Сумбурная неискренность современного стиля полностью сводит на нет первый принцип письма, который заключается в точности. Искусство письма — это не, как многим кажется, искусство приведения красивых фраз в ритмический порядок, а искусство представления читателю понятных символов мыслей и чувств, находящихся в уме писателя. Стремитесь быть верными, и если в вашей мысли есть какая-то красота, ваш стиль будет прекрасен; если есть какая-то реальная эмоция для выражения, выражение будет волнующим. Никогда не румяньте свой стиль. Полагайтесь на свою природную бледность, а не на косметику. Старайтесь заставить нас увидеть то, что видите вы, и почувствовать то, что чувствуете вы, и изгоните из своего ума любые фразы, которые другие могли использовать для выражения того, что было в их мыслях, но чего нет в ваших. Разве вы никогда не замечали, какое легкое впечатление производили писатели, несмотря на обилие образов, антитез, остроумных эпиграмм и раскатистых периодов, в то время как какой-нибудь более простой стиль, совершенно лишенный таких «блестящих пассажей», завоевывал внимание и уважение тысяч? Все, что приклеено в качестве украшения, воздействует на нас как украшение; мы не считаем старую каргу молодой и красивой только потому, что драгоценности сверкают на ее лбу и груди; если мы завидуем ее богатству, мы не восхищаемся ее красотой.

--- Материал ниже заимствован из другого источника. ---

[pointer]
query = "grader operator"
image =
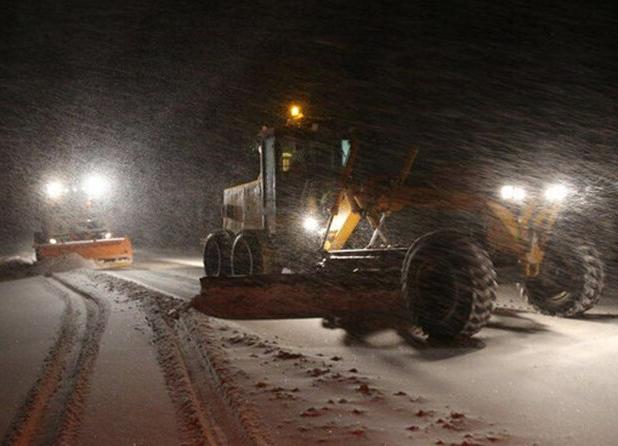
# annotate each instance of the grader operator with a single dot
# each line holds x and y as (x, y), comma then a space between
(301, 212)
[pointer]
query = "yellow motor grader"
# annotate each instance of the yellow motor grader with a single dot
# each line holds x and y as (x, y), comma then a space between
(283, 250)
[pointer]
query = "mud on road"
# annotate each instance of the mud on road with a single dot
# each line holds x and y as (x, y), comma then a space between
(224, 385)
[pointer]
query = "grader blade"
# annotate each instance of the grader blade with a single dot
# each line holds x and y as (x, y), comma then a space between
(290, 296)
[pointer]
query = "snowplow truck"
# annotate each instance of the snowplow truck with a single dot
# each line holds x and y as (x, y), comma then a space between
(71, 223)
(282, 251)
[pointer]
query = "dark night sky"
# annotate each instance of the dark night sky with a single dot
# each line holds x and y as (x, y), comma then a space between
(167, 96)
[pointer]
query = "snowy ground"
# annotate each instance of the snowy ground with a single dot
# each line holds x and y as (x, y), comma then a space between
(93, 357)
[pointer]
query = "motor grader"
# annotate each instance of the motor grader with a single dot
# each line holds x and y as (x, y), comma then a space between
(283, 250)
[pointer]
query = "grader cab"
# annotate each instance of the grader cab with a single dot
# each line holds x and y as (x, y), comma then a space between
(282, 251)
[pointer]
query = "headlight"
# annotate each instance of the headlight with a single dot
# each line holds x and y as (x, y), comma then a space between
(54, 189)
(512, 193)
(556, 192)
(95, 186)
(311, 224)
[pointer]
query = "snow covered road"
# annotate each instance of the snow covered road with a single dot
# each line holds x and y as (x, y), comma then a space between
(96, 358)
(544, 378)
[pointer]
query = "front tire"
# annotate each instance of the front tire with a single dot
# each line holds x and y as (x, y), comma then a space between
(247, 255)
(570, 282)
(449, 285)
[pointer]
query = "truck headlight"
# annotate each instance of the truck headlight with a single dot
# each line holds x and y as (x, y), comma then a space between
(95, 186)
(556, 192)
(512, 193)
(311, 224)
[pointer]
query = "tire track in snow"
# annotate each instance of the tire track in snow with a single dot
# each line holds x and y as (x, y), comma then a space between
(51, 413)
(205, 413)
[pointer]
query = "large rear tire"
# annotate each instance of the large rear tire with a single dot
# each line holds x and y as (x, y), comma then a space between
(217, 250)
(570, 282)
(247, 255)
(449, 285)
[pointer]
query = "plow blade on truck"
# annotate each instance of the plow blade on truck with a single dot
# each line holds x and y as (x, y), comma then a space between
(113, 252)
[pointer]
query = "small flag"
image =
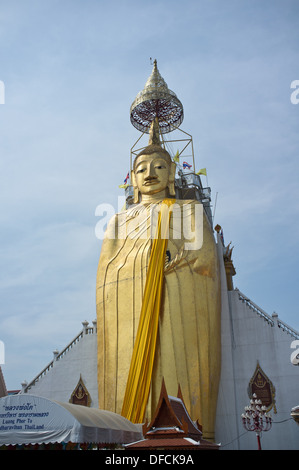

То, чем является «красивописание» для прозаиков, неискренняя образность является для поэтов: она вводится ради эффекта, а не используется как средство выражения. К настоящему поэту образ приходит спонтанно, или, если он приходит как запоздалая мысль, он выбирается потому, что выражает его смысл и помогает нарисовать картину, которая находится в его уме, а не потому, что он красив сам по себе. Это символ, а не украшение. Возникает ли образ медленно перед умом во время созерцания или видится в той же вспышке, которая раскрывает картину, в каждом случае он возникает благодаря естественной ассоциации и ВИДИТСЯ, а не ИЩЕТСЯ. Посредственный поэт недоволен тем, что видит, и начинает искать что-то более поразительное. Он не ждет, пока образ будет принесен приливом памяти, он ищет образ, который будет живописным; и, будучи лишенным тонкого избирательного инстинкта, который направляет хорошего художника, он обычно выбирает что-то, что, как мы чувствуем, находится не совсем на своем месте. Он таким образом —

«Покрывает золотом и серебром каждую часть, И скрывает украшением недостаток своего искусства».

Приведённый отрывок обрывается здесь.